Florida Democratic powerhouse Bob Graham declined on Tuesday night to affirm whether or not Sen. Hillary Clinton had switched her position on a DNC pledge discounting the state's delegates. Instead he chose to criticize the national Democratic Party's position.
But the former two-term senator and governor did offer that Clinton's stance was politically opportunistic, aided perhaps by wins in both the Michigan and Florida primaries.
"She has carried Michigan already and I think she will carry Florida tonight, so certainly she has more to gain by having those two states delegates vote," said Graham. "But I can't imagine that Sen. Obama would take the position that under no circumstance should the delegates from Michigan and Florida be seated because it is so contrary to the real battle in November."
Graham's words came as Clinton secured a victory in the Florida primary. The election had lost most of its luster after its delegates were stripped by the DNC - retribution for the state's decision to move up its primary. Each candidate in the Democratic field signed a pledge agreeing to the decision and promising not to campaign in the state. But in recent days the Clinton campaign has stressed that the delegates should count, citing voter disenfranchisement.

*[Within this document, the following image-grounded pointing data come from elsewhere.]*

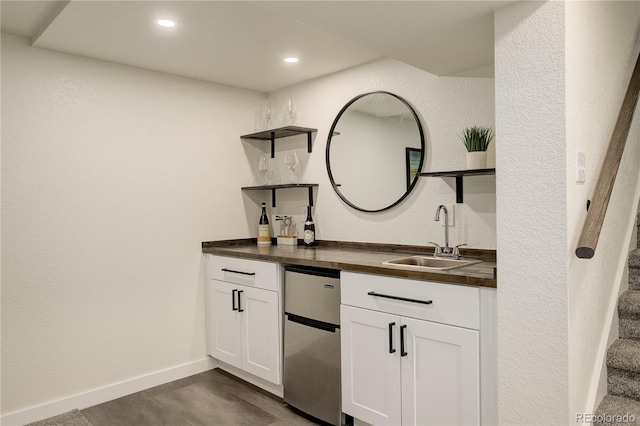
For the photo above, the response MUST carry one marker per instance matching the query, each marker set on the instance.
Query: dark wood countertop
(361, 257)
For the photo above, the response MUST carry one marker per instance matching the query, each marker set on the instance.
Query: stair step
(616, 410)
(629, 304)
(624, 354)
(623, 383)
(634, 258)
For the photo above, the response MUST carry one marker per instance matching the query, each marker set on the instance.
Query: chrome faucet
(446, 250)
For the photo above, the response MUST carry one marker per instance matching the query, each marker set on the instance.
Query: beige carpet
(72, 418)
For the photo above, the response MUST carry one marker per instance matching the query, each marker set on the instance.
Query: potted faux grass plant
(476, 139)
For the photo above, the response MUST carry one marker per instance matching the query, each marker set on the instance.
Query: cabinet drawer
(450, 304)
(254, 273)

Graham too argued that Florida's voters should have a say come the Democratic Party's convention in August. And he lashed out against the party's stance, suggesting they were risking Democratic chances in the general election.
"You don't do that without leaving some scar tissue, you will have wounded pride and feelings and we've already done that by not having the candidates in the state this past week," said Graham. "If they were here they would have energized supporters and gotten publicity. I mean, the front page of every newspaper in Florida today has a Republican on it."

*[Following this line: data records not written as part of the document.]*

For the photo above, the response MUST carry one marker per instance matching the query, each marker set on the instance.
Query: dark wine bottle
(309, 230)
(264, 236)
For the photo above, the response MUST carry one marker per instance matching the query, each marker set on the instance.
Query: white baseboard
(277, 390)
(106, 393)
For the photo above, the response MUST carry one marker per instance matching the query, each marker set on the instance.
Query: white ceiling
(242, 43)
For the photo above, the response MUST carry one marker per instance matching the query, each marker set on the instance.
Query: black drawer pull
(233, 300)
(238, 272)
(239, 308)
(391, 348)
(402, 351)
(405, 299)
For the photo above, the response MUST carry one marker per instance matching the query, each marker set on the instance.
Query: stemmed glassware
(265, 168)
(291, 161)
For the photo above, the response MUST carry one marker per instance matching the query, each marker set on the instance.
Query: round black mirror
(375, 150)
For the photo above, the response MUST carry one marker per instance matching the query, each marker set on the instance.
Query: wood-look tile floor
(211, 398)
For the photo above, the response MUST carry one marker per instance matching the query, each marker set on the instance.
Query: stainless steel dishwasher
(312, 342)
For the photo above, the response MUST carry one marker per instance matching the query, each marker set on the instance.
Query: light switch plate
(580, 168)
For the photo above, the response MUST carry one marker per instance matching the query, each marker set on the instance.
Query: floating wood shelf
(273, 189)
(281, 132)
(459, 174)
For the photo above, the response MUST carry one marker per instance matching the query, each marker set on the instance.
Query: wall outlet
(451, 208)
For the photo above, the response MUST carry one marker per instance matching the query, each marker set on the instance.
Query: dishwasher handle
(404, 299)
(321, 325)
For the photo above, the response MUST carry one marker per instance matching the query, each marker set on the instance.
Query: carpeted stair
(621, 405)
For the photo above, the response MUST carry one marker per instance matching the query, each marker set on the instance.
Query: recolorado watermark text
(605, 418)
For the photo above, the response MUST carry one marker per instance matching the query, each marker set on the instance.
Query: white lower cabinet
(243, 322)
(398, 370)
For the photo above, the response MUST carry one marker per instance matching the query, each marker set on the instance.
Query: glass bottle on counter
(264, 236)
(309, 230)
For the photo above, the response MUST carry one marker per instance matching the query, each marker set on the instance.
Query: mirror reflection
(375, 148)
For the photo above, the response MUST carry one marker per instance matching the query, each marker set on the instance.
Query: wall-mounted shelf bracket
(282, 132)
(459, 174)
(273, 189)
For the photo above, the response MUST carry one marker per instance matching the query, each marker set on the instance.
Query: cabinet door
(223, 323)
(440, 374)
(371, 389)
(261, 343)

Florida's delegates will most likely be counted, insiders predict, but not before the party settles on a presidential candidate.

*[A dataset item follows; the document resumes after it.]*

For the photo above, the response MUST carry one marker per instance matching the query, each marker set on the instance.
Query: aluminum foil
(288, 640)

In an interview that touched on a variety of political topics, the former Intelligence Committee chair declined to endorse any of the candidates. "Oh, no," he said, when asked if he would follow his former Senate colleague Ted Kennedy. And he lauded Clinton and Obama for running strong campaigns that would appeal to voters in Florida.
As for Clinton, Graham predicted success in the upcoming February 5th super-primary in part as a byproduct of her name recognition and political proclivity. But he did offer several explanations for why her campaign, in the days leading up to the Iowa caucus and South Carolina primary, had sputtered.
"I think there may have been a little bit of the campaigning of certainty of nomination, [it] began to affect the way the campaign was being run and it lost a little of its sharpness," Graham said. "It may have been that there got to be too many cooks in the campaign kitchen and they weren't quite on the same page."
Was he, by any chance, referring specifically to the hyperactive presence of former president Bill Clinton on the campaign trail?
"I'm going to stand silent on that question," he said, "though you can read it any way you want."
Graham complimented Obama's prescience in opposing the Iraq war, as well as his focus on the situation in Afghanistan. He also offered a stern defense of the idea -- floated initially by Obama in a past Democratic debate -- that, operating on actionable intelligence, the United States should target Osama bin Laden in Pakistan even without that government's consent.
"If you had precise information as to where he was and where he would be at the time you could get your targeting mechanism deployed, I can't imagine any president not taking out Osama Bin Laden," he said. "This is an international monster who has killed 3,000 Americans in one swoop."